Все толкаются, шепчутся. Из сумок и пакетов достают тряпки. Оглядываются по сторонам. Мерзко. Противно. Отвратительно. Зоя вышла на свежий воздух. «Как в дерьме вымазалась», — подумала она. Еще не хватало вступать в сговор с этими спекулянтами! Она вспомнила о бабушке, и ей стало стыдно. Ничего, можно обойтись и чехословацкими туфлями фирмы «Цебо». Не очень удобно и совсем, честно говоря, неэлегантно, но зато — честно. Комсоргу курса не к лицу общаться с представителями теневой экономики. Хватит с нее платьев и накрашенных ресниц.
А стараться было для кого. Очень Зое нравился Костя Миловидов. А кому он не нравился? Все девчонки наперебой кокетничали с ним. Первый парень на деревне. Точнее — на курсе. Синеглазый брюнет под два метра ростом, в синем джинсовом костюме, кроссовках «адидас» и с кожаной сумкой через плечо.
Зоя, конечно, ни на что особенное не рассчитывала — все про себя понимала. Но какое любящее женское сердце откажется от надежд?

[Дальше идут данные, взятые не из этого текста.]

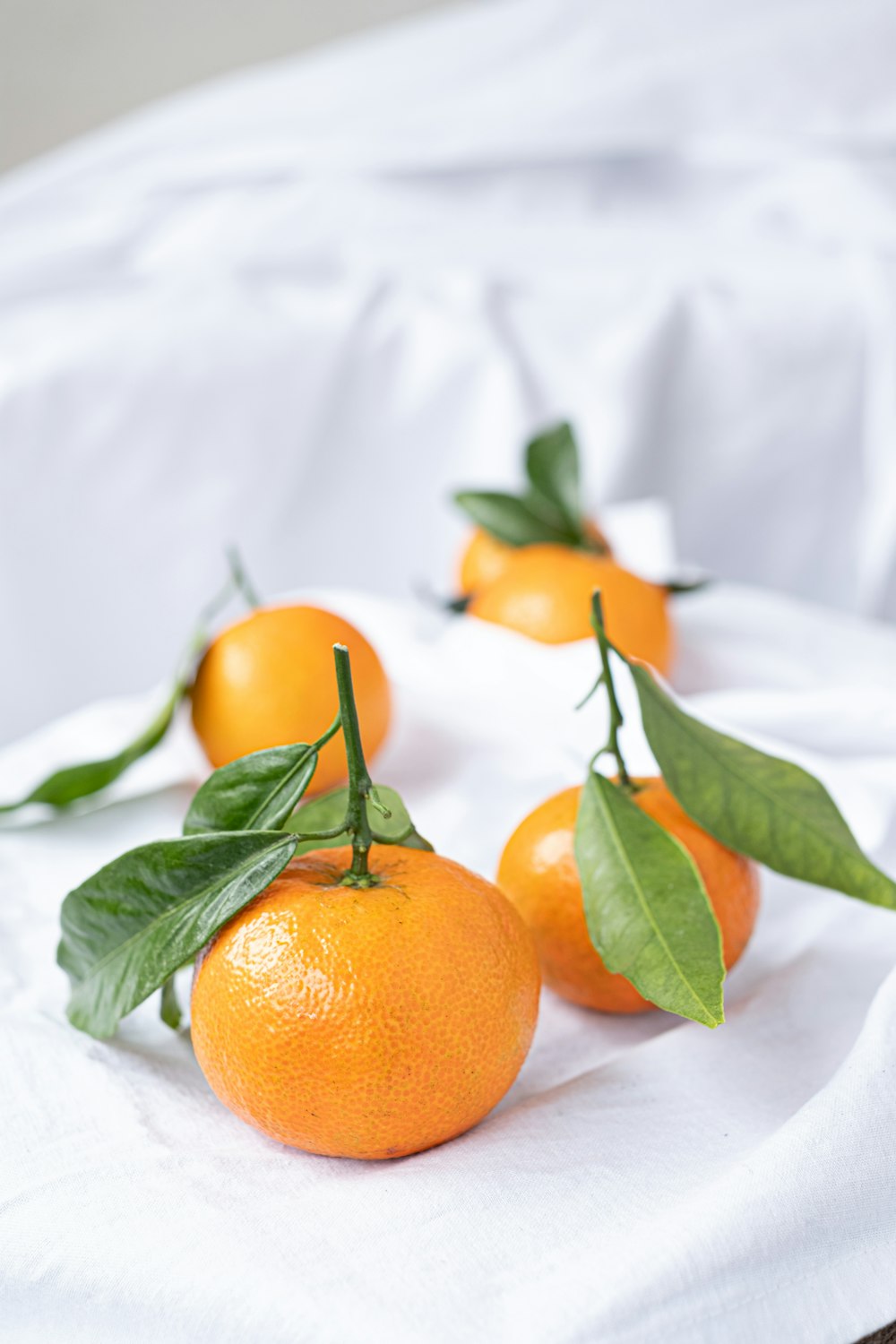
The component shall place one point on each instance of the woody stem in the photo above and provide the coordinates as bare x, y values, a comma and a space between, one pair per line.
359, 780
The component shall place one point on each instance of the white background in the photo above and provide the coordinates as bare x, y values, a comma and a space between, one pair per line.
295, 311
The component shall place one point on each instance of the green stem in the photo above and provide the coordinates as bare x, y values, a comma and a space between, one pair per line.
359, 780
241, 578
611, 745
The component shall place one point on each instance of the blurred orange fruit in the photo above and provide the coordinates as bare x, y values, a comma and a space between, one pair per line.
367, 1021
268, 680
538, 874
546, 593
484, 558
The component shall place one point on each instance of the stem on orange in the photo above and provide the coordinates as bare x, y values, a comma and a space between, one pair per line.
359, 780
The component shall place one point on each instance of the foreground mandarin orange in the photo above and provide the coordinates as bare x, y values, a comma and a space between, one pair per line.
484, 558
367, 1021
546, 593
268, 680
538, 874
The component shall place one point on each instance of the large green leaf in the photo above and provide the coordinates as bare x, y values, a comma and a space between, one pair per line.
552, 467
328, 812
756, 804
132, 925
254, 793
517, 521
646, 908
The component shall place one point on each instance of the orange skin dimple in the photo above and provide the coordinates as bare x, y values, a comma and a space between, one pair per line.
546, 593
268, 680
367, 1021
538, 873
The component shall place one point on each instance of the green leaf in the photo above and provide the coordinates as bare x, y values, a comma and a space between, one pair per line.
646, 908
80, 781
169, 1007
517, 521
328, 812
132, 925
552, 467
254, 793
756, 804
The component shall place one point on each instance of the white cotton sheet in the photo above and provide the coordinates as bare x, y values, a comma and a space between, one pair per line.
297, 306
643, 1177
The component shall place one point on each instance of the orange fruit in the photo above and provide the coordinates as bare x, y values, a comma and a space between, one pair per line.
367, 1021
485, 559
268, 680
546, 593
538, 873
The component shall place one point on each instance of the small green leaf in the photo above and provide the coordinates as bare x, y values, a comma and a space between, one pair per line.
328, 812
132, 925
517, 521
552, 467
756, 804
646, 906
254, 793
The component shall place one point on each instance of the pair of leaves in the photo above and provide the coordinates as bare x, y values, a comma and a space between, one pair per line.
645, 903
551, 507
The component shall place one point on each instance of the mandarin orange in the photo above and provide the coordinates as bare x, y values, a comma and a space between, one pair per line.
546, 593
484, 558
538, 873
268, 680
367, 1021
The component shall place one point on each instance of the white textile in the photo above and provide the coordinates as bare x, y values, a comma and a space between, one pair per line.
643, 1179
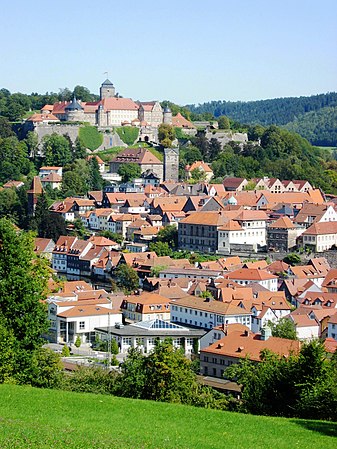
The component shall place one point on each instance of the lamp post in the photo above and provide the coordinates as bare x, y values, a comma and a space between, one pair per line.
109, 339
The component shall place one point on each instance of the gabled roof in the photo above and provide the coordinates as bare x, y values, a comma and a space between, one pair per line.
233, 183
278, 266
223, 308
250, 274
282, 223
201, 165
52, 177
181, 122
119, 104
137, 156
242, 345
206, 218
231, 225
326, 227
107, 83
36, 186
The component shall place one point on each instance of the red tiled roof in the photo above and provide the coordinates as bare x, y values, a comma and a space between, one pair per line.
181, 122
117, 104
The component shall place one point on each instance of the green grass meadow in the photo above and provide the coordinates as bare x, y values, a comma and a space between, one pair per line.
33, 418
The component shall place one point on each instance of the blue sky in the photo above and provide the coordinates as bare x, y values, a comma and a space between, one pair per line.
187, 51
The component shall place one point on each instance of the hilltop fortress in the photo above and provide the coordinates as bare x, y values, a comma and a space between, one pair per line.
109, 111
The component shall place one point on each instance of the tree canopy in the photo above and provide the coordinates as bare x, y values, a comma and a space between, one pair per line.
129, 171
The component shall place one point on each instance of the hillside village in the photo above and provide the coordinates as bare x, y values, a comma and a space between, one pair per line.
264, 248
148, 240
222, 308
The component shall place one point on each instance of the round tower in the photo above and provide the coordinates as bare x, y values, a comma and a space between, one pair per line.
74, 111
107, 90
167, 116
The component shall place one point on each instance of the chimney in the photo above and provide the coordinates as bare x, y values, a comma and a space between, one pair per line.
265, 333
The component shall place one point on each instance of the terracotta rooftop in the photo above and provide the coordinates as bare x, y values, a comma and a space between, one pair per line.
240, 345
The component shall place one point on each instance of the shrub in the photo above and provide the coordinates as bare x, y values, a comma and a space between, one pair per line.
128, 134
90, 137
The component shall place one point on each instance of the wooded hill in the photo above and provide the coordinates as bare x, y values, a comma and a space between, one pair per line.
312, 117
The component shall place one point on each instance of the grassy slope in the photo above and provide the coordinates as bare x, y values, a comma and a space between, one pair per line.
32, 418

Только ему, Косте Миловидову, Зоя давала списывать лекции. Только за него делала лабораторные. Только ему не отмечала прогулы. А Костя Миловидов ничего не замечал. Ему все по барабану. Жил своей жизнью. Зоя же страдала от неразделенной любви.
Когда она вошла в новом платье, с новой прической, с накрашенными глазами, по аудитории прокатился гулкий звук. Кто-то присвистнул. Кто-то вскрикнул:
– Ну, ни фига себе!
Зоя прошла на место и победно оглядела присутствующих.
– Все как на корове седло, — услышала она за спиной женский голос. Узнала: Машка Репина, красотка и двоечница.
Зоя не обернулась. Но запомнила. Поняла: главный враг теперь она, Машка. На перемене мимо нее прошел Миловидов и, удивленно приподняв бровь, бросил:
– Ну, ты даешь, комсомольская богиня!
Зоя залилась бордовой краской: «богиня»! Пусть комсомольская, но — богиня. С творчеством советского поэта и барда Булата Окуджавы она знакома не была — ей нравились Эдуард Хиль и Иосиф Кобзон. И еще сегодня она была счастлива — женщина все-таки. Хоть и комсорг. Она победно посмотрела на Машку Репину. Та поймала ее взгляд и усмехнулась. «Дура тупая, — подумала Зоя. — Тебе только в патологоанатомы». И тоже усмехнулась. Сегодня был ЕЕ день.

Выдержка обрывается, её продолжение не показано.